La péniche venait de laisser le petit village de pêcheurs de Marseillan. Le paysage de platanes qui borde le canal des Deux Mers céda la place à un lido peuplé de roseaux sauvages séparant l’étang de Thau de la mer. A l’aide de leurs longs bâtons de marines, les passeurs s’évertuaient péniblement à maintenir leur embarcation à bonne distance de la rive pour éviter l’envasement. Le vent était quasiment tombé et la voile d’aucune utilité pour faire avancer le bateau. Aux environs de dix heures, la pointe courte de la ville de Cette était en vue. Ce petit cap, situé à l’entrée du chenal donnant sur l’étang, s’élançait fièrement vers la lagune. Hors les murs d’enceinte, ce village de pêcheurs au flanc de la grande cité était le repère des escrocs et des malfrats en tout genre qui fuyaient la juridiction du guet.

Encore quelques coups de rames et la péniche traversât le cadre royal Ce grau artificiel flanqué des principaux quais de commerce était l’avenue principale de la ville. Il reliait la Méditerranée, le port et le bassin de Thau dans un mouvement continu de va et vient de bateaux, barques et esquifs en tout genres, jusqu’aux camelots ambulants qui en sillonnaient les méandres, allant d’un quartier à l’autre grâce à cette artère nautique. La barque défila sur le canal avec à main gauche, les jardins de Bosc, le mont Saint-Clair, la forteresse Richelieu. Puis elle passa sous l’unique pont de la ville, le pont dit sur les Basses Terres, porte de la cité vers les landes sablonneuses et les sentiers menant à Frontignan. Ce solide ouvrage, tout de bois, était ceint d’une redoute qui en assurait la protection. La redoute de la Corne. Plus d’une fois il avait fallu le consolider mais il restait toujours debout. Malgré les assauts du temps. Malgré les assauts, plus farfelus, du «Terrible », un matelot nommé Barthélémy Aubenque qui selon la légende, avait en 1749 décidé de mesurer sa force contre le pont de bois lors d’une partie de joutes languedociennes au cours de laquelle il avait tombé tous ses adversaires ! Enfant, Pierre adorait écouter cette histoire qui exaltait l’imaginaire des jeunes cettois.. S’élançant vers le pont la lance au bras, rivé sur la tintaine de la barque, Aubenque fit parait-il montre d’une telle puissance lorsqu’il planta sa lance dans le bois que le bateau en avait été arrêté tout aussi net !
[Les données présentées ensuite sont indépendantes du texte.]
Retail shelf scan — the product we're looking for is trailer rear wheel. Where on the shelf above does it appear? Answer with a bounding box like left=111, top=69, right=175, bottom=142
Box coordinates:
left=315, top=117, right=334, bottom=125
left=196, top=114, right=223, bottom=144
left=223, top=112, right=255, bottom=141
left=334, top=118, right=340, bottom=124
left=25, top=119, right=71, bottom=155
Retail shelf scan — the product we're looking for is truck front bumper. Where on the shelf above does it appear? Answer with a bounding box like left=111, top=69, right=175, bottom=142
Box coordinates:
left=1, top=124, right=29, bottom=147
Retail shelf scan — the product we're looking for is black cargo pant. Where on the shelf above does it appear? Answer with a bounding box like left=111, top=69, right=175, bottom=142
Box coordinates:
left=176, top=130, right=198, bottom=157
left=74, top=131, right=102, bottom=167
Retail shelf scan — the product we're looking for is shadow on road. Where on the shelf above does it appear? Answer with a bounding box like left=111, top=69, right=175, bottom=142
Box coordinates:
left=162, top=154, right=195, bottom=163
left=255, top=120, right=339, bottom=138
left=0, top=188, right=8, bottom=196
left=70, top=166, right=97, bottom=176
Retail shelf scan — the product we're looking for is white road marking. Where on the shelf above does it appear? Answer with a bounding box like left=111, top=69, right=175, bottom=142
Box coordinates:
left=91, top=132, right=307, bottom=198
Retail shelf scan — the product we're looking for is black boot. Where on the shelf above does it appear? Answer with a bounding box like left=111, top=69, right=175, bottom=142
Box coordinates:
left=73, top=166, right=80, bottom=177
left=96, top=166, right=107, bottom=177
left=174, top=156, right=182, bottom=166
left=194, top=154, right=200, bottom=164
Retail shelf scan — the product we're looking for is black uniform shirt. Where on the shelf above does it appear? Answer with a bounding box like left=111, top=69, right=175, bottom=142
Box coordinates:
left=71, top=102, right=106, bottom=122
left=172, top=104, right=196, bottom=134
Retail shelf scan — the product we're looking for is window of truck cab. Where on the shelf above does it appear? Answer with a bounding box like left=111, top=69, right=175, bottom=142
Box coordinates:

Délaissant le pont et la silhouette de l’auberge du cheval blanc, la péniche accosta directement sur la barbette du nouveau port, quai de la douane et des octrois, face au fort Saint-Pierre, place forte conçue par Vauban peuplée de cent cinquante soldats en garnison de passage, le régiment du Médoc. Cette dernière, malgré son vénérable centenaire, protégeait toujours la rade contre la flibuste. Bras armé de la marine royale contre les flottes ennemies qui auraient eu l’audace de s’engouffrer dans les eaux du golfe du Lion, à ses pieds s’étendait le grand môle, lequel expirait dans les bras du fort Saint- Louis, à la fois fortin et phare. Le môle servait de rempart et de bouclier à la ville les jours où Neptune, de concert avec Eole, déchaînait son ire contre le port.